Глава 10. Записка

Онлайн чтение книги Маньяк из Бержерака Le fou de Bergerac
Глава 10. Записка

Молчание затянулось. Вдруг Мегрэ увидел, как вздрогнула Франсуаза, глядя на площадь, и затем, чем-то встревоженная, резко отвернулась.

К гостинице через автомобильную стоянку шла мадам Риво. Что это — обман зрения или происходящие события действительно все окрашивали в траурный цвет? Во всяком случае, при взгляде издали, чувствовалось что-то трагическое. Словно ее влекла вперед какая-то неведомая сила, которой мадам Риво не собиралась противиться.

Вскоре можно было разглядеть ее лицо. Оно было бледным. Волосы в беспорядке. Пальто распахнуто.

— Вон Жермен, — сказала мадам Босолей. — Ей, наверное, сказали, что я здесь…

Мадам Мегрэ пошла открывать дверь. Когда все увидели мадам Риво, стало ясно, что она действительно переживает какую-то драму.

Та, однако, пыталась успокоиться, улыбнулась. Но во взгляде ее была растерянность. Лицо судорожно подергивалось.

— Простите, господин комиссар… Мне сказали, что моя мать и сестра здесь и…

— Кто вам сказал?

— Кто?! — испуганно повторила она.

Как она не похожа на Франсуазу! Мадам Риво — жертва, женщина, сохранившая плебейские привычки, и к ней, видимо, относились без всякого уважения. Даже мать смотрела на нее довольно холодно.

— Как, ты не знаешь кто?

— Это когда я шла…

— Ты не видела своего мужа?

— Ах, нет! Нет!.. Уверяю вас, нет!..

Мегрэ с тревогой смотрел по очереди на всех троих, затем на площадь, но Ледюк все еще не появлялся. Что бы это значило? Комиссар хотел быть уверенным, что доктор находится в его распоряжении. Он поручил Ледюку следить за ним, а еще лучше — привести его в гостиницу.

Мегрэ не обращал внимания на жену. Он смотрел на пыльные туфли мадам Риво, которая, наверное, бежала сюда, затем на застывшее лицо Франсуазы. Неожиданно мадам Мегрэ наклонилась к нему, пробормотала:

— Дай-ка трубку…

Он хотел было возмутиться. Но тут вдруг заметил, что жена уронила на простыню клочок бумаги. И прочитал:

«Мадам Риво только что передала сестре записку, она у той в кулаке.»

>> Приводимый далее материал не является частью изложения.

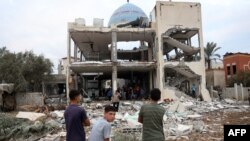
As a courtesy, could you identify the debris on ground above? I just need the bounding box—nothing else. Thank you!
[0,95,250,141]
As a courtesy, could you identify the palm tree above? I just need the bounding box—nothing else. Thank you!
[204,42,221,69]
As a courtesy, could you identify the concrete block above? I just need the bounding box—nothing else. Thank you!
[16,112,45,121]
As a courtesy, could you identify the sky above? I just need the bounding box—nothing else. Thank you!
[0,0,250,72]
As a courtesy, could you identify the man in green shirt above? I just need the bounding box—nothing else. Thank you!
[138,88,165,141]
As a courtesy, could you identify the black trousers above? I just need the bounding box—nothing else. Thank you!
[113,102,119,112]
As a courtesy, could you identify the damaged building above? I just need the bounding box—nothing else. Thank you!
[66,1,211,101]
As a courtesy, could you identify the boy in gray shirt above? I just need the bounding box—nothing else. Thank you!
[89,106,116,141]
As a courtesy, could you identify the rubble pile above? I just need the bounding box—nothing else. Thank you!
[0,92,250,141]
[0,112,62,141]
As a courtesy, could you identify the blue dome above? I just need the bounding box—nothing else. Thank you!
[108,3,148,27]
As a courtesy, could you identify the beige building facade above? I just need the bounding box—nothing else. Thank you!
[67,1,211,101]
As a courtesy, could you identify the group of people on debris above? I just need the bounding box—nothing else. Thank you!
[106,85,145,100]
[64,88,165,141]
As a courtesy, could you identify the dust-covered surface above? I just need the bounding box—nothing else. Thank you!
[0,113,62,141]
[0,95,250,141]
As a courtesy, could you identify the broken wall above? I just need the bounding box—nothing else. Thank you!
[16,92,44,106]
[151,1,211,101]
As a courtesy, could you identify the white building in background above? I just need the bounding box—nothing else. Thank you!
[67,1,211,101]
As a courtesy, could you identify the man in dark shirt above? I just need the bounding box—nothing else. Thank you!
[138,88,166,141]
[64,90,90,141]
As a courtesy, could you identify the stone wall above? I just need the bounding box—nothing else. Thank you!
[222,85,250,100]
[16,92,44,106]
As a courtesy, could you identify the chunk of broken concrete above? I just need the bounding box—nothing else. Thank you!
[16,112,45,121]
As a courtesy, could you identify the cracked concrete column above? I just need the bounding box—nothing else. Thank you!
[74,44,78,90]
[111,29,117,94]
[66,28,71,103]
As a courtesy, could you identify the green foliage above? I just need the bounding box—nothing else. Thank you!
[0,47,53,92]
[204,42,221,69]
[227,71,250,87]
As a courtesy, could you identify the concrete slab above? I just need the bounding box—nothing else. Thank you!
[16,112,45,121]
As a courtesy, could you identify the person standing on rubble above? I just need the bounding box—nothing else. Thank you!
[64,90,90,141]
[89,106,116,141]
[191,84,196,98]
[112,90,121,112]
[138,88,166,141]
[107,88,112,101]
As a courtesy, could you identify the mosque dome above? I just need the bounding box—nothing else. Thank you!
[108,2,148,27]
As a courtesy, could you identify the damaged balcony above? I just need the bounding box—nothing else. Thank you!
[162,27,200,61]
[164,63,201,95]
[69,23,155,73]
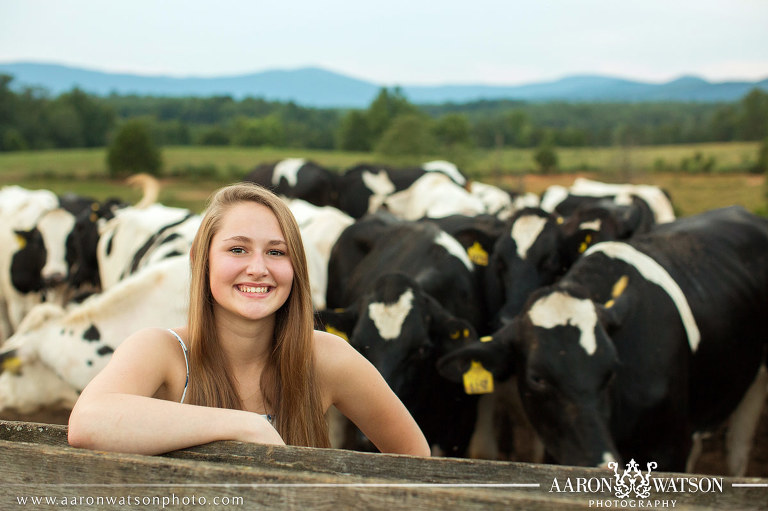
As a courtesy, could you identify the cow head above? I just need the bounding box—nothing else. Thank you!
[561,196,655,267]
[67,199,126,289]
[438,281,630,466]
[319,273,477,406]
[11,228,47,294]
[486,208,566,328]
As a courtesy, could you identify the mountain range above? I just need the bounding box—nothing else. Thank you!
[0,62,768,108]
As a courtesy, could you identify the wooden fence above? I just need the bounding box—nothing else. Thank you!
[0,421,768,511]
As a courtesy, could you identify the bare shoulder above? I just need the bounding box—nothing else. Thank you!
[83,328,186,400]
[115,328,185,360]
[313,330,362,372]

Снаружи ярко светило солнце. Была слышна вся гамма городских звуков, которую Мегрэ знал наизусть. Госпожа Босолей, сидя прямо на стуле, ждала, как женщина, которая умеет себя держать. Мадам Риво, наоборот, была не в состоянии взять себя в руки и напоминала школьницу, застигнутую врасплох.

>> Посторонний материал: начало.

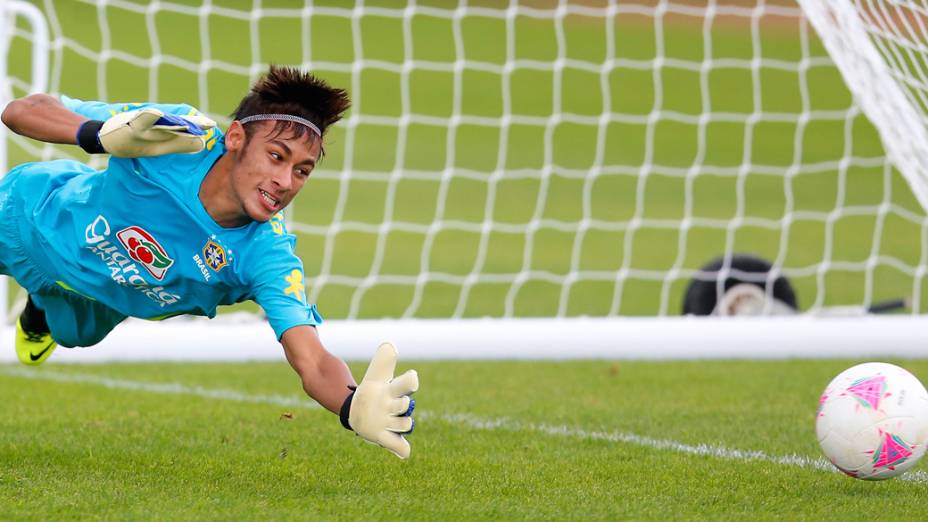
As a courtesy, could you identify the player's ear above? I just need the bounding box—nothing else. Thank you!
[225,120,246,152]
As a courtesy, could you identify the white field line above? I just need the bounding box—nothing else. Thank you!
[0,367,928,483]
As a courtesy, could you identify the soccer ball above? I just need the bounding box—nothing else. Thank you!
[815,362,928,480]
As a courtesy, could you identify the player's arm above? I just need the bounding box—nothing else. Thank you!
[2,94,89,145]
[280,325,356,413]
[280,325,419,459]
[2,94,216,158]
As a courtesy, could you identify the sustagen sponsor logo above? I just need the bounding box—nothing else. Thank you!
[84,215,180,307]
[116,226,174,281]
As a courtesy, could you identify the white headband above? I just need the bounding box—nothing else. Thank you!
[238,114,322,138]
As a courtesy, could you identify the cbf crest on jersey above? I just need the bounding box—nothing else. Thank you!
[203,239,229,272]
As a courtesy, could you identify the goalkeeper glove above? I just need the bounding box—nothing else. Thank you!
[77,108,216,158]
[340,343,419,459]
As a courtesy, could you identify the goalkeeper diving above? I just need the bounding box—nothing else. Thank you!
[0,66,419,458]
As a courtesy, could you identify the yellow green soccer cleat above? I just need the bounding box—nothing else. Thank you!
[16,314,58,366]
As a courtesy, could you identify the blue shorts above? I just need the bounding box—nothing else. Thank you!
[0,168,126,348]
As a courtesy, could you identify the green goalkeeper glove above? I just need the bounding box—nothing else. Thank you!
[341,343,419,459]
[77,108,216,158]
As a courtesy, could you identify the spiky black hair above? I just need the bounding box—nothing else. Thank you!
[232,65,351,144]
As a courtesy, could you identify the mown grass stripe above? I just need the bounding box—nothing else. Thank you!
[0,367,928,483]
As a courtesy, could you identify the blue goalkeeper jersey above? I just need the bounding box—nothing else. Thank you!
[10,97,322,339]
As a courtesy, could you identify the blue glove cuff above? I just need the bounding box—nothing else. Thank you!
[338,388,354,431]
[77,120,106,154]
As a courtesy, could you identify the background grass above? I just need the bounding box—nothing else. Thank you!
[0,361,928,520]
[10,1,926,318]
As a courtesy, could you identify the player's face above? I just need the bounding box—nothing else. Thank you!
[232,122,322,222]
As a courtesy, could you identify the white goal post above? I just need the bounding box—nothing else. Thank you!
[0,0,928,362]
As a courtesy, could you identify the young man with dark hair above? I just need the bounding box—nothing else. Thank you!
[0,66,419,458]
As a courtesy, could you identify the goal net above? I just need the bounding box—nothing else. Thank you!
[0,0,928,359]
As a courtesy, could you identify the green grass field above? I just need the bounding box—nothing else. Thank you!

— Мадемуазель Франсуаза… — начал было Мегрэ.

Та вздрогнула всем телом. На какую-то секунду ее взгляд встретился со взглядом Мегрэ. Это был твердый, умный взгляд человека, не теряющего голову.

— Подойдите ко мне, пожалуйста, и…

Браво, мадам Мегрэ! Наверное, она угадала то, что произойдет? Она повернулась к двери. Но Франсуаза уже сорвалась с места, бежала по коридору, к лестнице.

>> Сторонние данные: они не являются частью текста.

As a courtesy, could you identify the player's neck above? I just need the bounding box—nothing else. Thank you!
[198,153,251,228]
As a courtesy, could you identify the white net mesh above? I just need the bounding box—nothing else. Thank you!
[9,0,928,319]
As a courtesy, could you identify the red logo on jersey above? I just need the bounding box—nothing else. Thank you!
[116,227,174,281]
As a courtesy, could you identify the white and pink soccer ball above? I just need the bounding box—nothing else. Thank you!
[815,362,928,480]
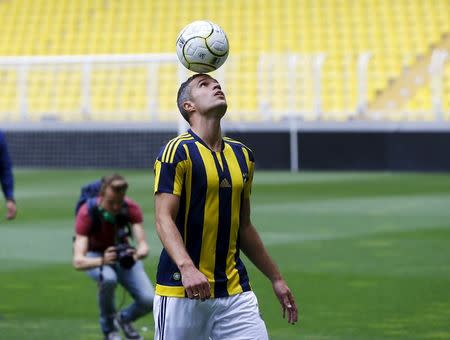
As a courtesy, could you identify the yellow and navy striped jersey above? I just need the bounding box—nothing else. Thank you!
[154,130,254,297]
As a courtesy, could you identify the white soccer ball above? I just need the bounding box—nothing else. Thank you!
[177,20,229,73]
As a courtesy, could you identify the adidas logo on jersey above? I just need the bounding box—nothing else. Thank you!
[219,178,231,188]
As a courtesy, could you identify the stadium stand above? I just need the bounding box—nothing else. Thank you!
[0,0,450,121]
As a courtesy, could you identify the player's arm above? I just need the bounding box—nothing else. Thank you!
[155,193,211,300]
[73,234,116,270]
[132,223,149,260]
[239,198,298,323]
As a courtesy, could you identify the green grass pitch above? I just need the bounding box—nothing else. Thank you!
[0,169,450,340]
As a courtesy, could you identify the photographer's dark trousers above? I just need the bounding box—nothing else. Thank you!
[86,252,154,334]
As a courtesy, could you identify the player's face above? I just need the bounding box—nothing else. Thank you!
[100,187,125,215]
[190,75,227,116]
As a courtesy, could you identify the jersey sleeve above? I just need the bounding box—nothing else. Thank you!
[75,203,92,236]
[154,142,187,196]
[0,132,14,199]
[242,147,255,198]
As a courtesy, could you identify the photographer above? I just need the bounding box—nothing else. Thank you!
[73,174,154,340]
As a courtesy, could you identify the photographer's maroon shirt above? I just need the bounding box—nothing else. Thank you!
[75,197,143,252]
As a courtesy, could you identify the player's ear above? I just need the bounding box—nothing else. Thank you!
[183,100,195,113]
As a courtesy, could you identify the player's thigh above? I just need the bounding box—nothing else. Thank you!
[153,295,212,340]
[211,292,269,340]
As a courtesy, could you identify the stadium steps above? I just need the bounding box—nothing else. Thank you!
[369,34,450,111]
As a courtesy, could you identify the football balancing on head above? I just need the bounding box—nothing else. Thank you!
[98,174,135,269]
[176,20,229,73]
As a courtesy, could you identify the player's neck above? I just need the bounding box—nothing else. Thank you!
[191,119,222,151]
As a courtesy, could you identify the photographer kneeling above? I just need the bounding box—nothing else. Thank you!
[73,174,154,340]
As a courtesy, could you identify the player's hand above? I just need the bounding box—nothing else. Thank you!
[103,247,117,264]
[272,279,298,324]
[6,200,17,220]
[181,264,211,301]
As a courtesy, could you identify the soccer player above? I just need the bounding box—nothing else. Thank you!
[0,131,17,220]
[153,74,297,340]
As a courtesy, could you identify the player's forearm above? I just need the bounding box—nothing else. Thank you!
[156,217,193,271]
[240,225,282,282]
[133,224,149,259]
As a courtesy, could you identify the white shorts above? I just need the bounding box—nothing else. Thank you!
[153,291,269,340]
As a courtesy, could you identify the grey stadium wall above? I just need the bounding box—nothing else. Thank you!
[4,127,450,171]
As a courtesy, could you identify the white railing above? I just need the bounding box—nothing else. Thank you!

— Что она делает? — в ужасе спросила Жозефина Босолей.

Мегрэ не двинулся с места, он не мог двигаться. Не мог он послать в погоню и жену.

— Когда муж дал вам записку? — лишь спросил он у мадам Риво.

— Какую записку?

Зачем начинать тягостный допрос? Мегрэ позвал жену.

— Посмотри в окно, что выходит на другую строну гостиницы…

Именно в этот момент вошел прокурор. Вид у него был напыщенный. Он, без сомнения, чего-то боялся и поэтому придал своему лицу суровое, почти угрожающее выражение.

— Мне позвонили и сказали…

— Садитесь, господин Дюурсо…

— Но тот, кто звонил мне…

— Франсуаза только что сбежала… Может, ее поймают. Но может быть, и нет! Прошу вас, садитесь! Вы знакомы с мадам Босолей, не так ли?

— Я?.. Отнюдь…

Он пытался поймать взгляд Мегрэ, поскольку было видно, что комиссар говорит просто так, чтобы что-то сказать, а думает о другом или, скорее, делает вид, что мысленно следит за чем-то, понятным только ему. Мегрэ глядел на площадь, прислушивался, пристально смотрел на мадам Риво.

Вдруг в гостинице раздался какой-то шум. По лестнице забегали люди. Захлопали двери. Кажется, даже раздался выстрел.

«Что это?.. Что это?..»

Какие-то крики. Звон разбитой посуды. Затем опять топот бегущих людей, грохот разбитого окна и звон осколков, падающих на тротуар.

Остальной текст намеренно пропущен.